Ryder and his son arrived at Dunne’s office a few minutes after seven. Dunne, his alert, precise and efficient self, showed no trace of his sleepless night. He was alone.

Ryder said: ‘This room isn’t bugged?’

‘When I leave two suspects alone in it, yes. Otherwise, no.’

‘Where’s the big white chief?’

‘Sassoon’s still in LA. He’s staying there. He is, as I said, unhappy. First, because this is happening in his own back yard. Second, the director of the FBI is winging his merry way from Washington. Third, the CIA have got wind of this and want into the act. As everybody must be very well aware, the FBI and the CIA are barely speaking to each other these days, and even when they do speak you can hear the ice crackling.’

‘How did they get into the act?’

‘I’ll come to that in a moment. We’re going on a short trip by helicopter soon. Pasadena. Nine a.m. the boss says, and we meet him exactly at that time.’

Ryder was mild. ‘The FBI has no jurisdiction over a retired cop.’

‘I wouldn’t even bother saying “please”. Wild horses wouldn’t stop you.’ Dunne shuffled some papers into a neat pile. ‘While you and Jeff have been resting lightly we, as usual, have been toiling all through the night. Want to make some notes?’

‘No need. Jeff’s my memory bank. He can identify over a thousand licence plates within thirty miles of here.’

‘I wish it were only licence plates we were dealing with. Well, now, our friend Carlton, the security deputy taken along with the nuclear fuel. A dossier of sorts. Captain, Army Intelligence, Nato, Germany. Nothing fancy. No cloak-and-dagger espionage or counter-espionage stuff. Seems he infiltrated a Communist cell among Germans working in the base camp. Unsubstantiated suspicion of having become too intimate with them. Offered transfer to regular tank battalion and refused. Resigned. He wasn’t cashiered, he wasn’t pressured to resign; let’s say the Army didn’t stand in his way. At least that’s what they say. Probably correct. No matter how unjustified the suspicions that hang over a man the Army understandably doesn’t take chances. End of that line. When the Pentagon decides to clam up, that’s it.’

‘Just a hint of a Communist tie-up?’

‘That would be enough for the CIA. You can’t move around the Pentagon without treading one of their agents underfoot. A whiff of a Red under the bed and they’re reaching for their cyanide guns or whatever before you know it.

‘His security references. Worked for an AEC plant in Illinois. Good record. Security chief checking on contacts. Then a reference from TVA’s twin Brown’s Ferry nuclear plants in Decator, Alabama. Man’s never been there. Certainly not under that name, certainly not in security. Some other capacity, some other name, but unlikely. Disastrous fire when he was there, incidentally, but not caused by him. Technician looking for an air leak with a lighted candle: he found it.’

‘How come the reference?’

‘Forged.’

Jeff said: ‘Wouldn’t Ferguson, the security chief, have checked out the reference?’

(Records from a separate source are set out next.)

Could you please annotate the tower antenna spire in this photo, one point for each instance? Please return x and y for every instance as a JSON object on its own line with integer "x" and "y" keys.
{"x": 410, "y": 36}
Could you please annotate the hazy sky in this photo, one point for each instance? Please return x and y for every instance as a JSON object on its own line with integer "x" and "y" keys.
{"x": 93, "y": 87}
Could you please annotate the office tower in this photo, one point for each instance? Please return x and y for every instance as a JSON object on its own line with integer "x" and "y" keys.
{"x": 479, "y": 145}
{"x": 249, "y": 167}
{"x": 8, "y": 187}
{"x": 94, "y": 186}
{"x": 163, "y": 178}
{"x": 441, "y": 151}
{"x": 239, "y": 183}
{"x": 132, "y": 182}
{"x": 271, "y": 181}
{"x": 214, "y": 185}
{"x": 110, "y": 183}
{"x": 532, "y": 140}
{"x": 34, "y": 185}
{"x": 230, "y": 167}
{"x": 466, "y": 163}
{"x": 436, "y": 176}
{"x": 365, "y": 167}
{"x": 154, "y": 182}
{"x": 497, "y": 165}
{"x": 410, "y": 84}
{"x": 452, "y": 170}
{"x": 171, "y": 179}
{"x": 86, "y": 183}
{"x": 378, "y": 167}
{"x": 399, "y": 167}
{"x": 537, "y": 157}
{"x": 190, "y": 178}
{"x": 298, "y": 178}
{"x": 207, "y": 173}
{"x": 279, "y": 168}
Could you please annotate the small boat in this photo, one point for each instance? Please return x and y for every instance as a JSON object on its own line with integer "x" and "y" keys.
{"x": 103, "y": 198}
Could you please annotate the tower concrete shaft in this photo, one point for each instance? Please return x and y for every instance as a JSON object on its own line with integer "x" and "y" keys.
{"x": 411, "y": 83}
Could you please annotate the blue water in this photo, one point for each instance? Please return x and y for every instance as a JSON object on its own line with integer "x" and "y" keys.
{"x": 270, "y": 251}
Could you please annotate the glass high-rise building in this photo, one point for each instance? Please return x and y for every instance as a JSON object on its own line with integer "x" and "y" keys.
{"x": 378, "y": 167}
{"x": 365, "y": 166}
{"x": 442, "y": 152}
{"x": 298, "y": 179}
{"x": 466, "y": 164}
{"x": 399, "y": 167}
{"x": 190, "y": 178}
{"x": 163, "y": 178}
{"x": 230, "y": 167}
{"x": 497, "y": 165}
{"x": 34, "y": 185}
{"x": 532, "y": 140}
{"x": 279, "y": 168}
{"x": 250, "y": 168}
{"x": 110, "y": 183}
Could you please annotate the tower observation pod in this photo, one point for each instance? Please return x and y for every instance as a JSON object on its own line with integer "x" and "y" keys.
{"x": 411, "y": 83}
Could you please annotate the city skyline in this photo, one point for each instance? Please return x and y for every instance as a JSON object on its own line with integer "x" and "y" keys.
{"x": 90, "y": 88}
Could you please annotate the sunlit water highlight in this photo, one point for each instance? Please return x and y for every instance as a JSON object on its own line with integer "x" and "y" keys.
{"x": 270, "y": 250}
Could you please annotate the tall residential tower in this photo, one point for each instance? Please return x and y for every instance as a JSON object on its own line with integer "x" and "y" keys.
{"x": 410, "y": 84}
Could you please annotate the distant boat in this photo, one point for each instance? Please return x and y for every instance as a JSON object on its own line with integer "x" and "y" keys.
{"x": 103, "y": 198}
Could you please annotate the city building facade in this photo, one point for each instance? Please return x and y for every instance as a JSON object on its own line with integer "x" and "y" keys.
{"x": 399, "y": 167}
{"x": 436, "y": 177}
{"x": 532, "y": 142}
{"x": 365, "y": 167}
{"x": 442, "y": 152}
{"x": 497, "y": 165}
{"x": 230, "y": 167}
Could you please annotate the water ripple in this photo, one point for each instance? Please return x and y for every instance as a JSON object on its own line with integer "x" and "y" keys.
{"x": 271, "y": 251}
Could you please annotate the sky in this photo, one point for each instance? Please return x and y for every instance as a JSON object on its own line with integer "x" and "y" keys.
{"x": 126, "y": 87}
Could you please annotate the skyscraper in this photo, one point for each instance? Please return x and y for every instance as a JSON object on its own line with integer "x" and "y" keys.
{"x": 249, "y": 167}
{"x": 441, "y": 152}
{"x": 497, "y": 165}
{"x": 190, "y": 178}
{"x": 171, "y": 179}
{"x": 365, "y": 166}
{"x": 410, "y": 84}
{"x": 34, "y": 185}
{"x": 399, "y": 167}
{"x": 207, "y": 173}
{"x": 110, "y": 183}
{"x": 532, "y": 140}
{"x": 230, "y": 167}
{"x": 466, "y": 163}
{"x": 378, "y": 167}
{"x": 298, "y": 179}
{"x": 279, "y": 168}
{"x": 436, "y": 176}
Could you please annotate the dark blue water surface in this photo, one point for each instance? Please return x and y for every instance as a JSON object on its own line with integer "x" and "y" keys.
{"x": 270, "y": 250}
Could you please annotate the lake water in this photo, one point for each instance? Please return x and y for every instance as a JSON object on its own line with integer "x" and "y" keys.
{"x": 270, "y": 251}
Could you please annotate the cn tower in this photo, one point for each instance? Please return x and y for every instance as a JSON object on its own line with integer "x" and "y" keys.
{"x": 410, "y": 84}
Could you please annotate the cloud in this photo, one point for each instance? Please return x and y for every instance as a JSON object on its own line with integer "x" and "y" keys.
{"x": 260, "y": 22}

Briefly, Dunne sounded weary. ‘He admits he didn’t. Ferguson himself had been there and said that Carlton knew so many details about the place, including the details of the fire, that he thought a check-out pointless.’

‘How would he have known about the fire?’

‘Unclassified. It’s in the public domain.’

Ryder said: ‘How long was he supposed to have been there?’

‘Fifteen months.’

‘So he may just have dropped out of the scene for that time?’

‘Sergeant Ryder, a man with the know-how can go underground for fifteen years in this nation and never surface once.’

‘He may not have been in the country. He could have a passport at home.’

Dunne looked at him, nodded and made a note. ‘Washington checked out with the AEC at seventeen-seventeen H Street. They keep records there of those seeking information, those consulting card indices and dockets on nuclear facilities. No one had ever checked information on San Ruffino — there was none to check. I got Jablonsky out of bed over this one. He was reluctant to talk. Usual threatening noises from the FBI. Then he admitted they have advanced plans for building a fast breeder reactor there. This comes under AEC control. Top secret. No records.’

‘So Carlton’s our man?’

‘Yes. Not that that’s going to help much now that he’s holed up with Morro.’ Dunne consulted another paper. ‘You wanted a list of all the organized and — “successful”, I think you said — cranks, weirdos, eccentrics or whatever in the State. This is it. I think I said two hundred. Actually, it’s a hundred and thirty-five. Even so, I’m told it would take for ever to investigate them all. Besides, if this lot are as clever and organized as they seem to be, they’ll have an unbreakable cover.’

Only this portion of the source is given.